Estaba tan libre y feliz que no le importaba ayudar a Luciano, aunque estuviera recorriendo caminos equivocados, los caminos botánicos. Necesitaba inspiración, y mucha, porque, por fin, le iba a explicar lo que era una ciudad vegetal. Del cajoncillo, sacó jeringuilla y aguja. Fue casi jugueteando a la bodega a robar heroína. Sentado en un wáter de un baño, se inyectó. 

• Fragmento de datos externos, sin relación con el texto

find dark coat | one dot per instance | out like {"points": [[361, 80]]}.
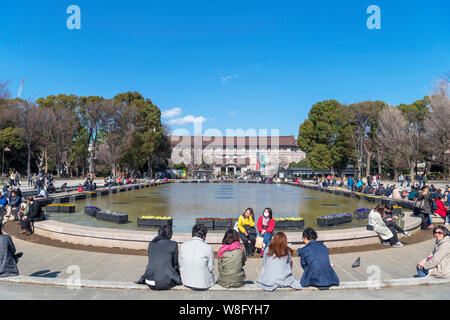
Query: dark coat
{"points": [[8, 266], [162, 264], [35, 213], [428, 205], [315, 262]]}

Salió, como lanzado por el aire, al campus. En la oscuridad hay cuatro cosas, nada más que cuatro: plantas, flores, árboles y prado. Las estrellas y la luna son de metal. No todo es vegetal Luciano, eso es lo que debes aprender. Hay metales y metaloides. Esta flor es metaloide. Este árbol es metálico. El universo es mineral. Se metió en una frondosa arboleda llena de flores y de plantas. Se puso de cuclillas. Tuvo pensamientos bajitos. Quiero encontrar las flores más chiquititas y mandártelas secas dentro de un libro de química orgánica. Porque es bella la naturaleza. O mejor, dentro de un libro ilustrado de botánica. Un libro hermoso, con dibujos coloridos. Encontró una flor muy pequeñita y la cortó. Solamente esta. Esta vale para explicar todo. Inmediatamente te digo los átomos que tiene. Tiene muchos. Mierda me sacó sangre. El pasto es de fierro. Las flores de acero. Me gusta así, las flores y el prado que rajen las carnes, aunque la sangre me chorree, porque las estructuras geométricas son más armónicas y perfectas. Los vegetales son muy deformes. Sintió desesperación. Me estoy contradiciendo, me estoy desdiciendo, disolviendo. Luciano, debería haberme ido contigo al bosque, ahora tengo deseos de tu boca. Luciano, inventé la molécula más importante del mundo, mañana te la mando y hazla tuya. Solo tuya, porque aquí entre nosotros en secreto, es la estructura química de la ciudad vegetal. Te la mando con esta flor chiquitita. Con esa estructura y este ser vivo, tendrás que descubrir la estequiometria, la ley cinética, la composición atómica, la ecuación de transformación. Se metió más adentro en la arboleda. Estaba sucio. Estaba mugriento. Los ojos como de cristal. Creía estar en la alegría, pero era el cristal acuoso de la pena. La molécula la hice para ti, sintiéndote. Siempre te he amado. Me voy a acostar en el humus para que me hagas el amor. Sabes Luciano, quiero irme al bosque, irme de aquí, rápido, porque este es un parque humano, artificial, un sucedáneo. Irme a tu ciudad vegetal. Espérame, Luciano. En un pestañeo, en un abrir los ojos, estaremos juntos. Se quedó mirando un punto en la arboleda, eran bichos nocturnos, muchos bichos: lombrices, crisálidas, polillas, arañas, hormigas, seres nacientes, seres de la podredumbre. Miró mucho tiempo, demasiado. Los ojos los tenía de agua y tierra. La boca repleta de larvas. Ya empezaba a amanecer.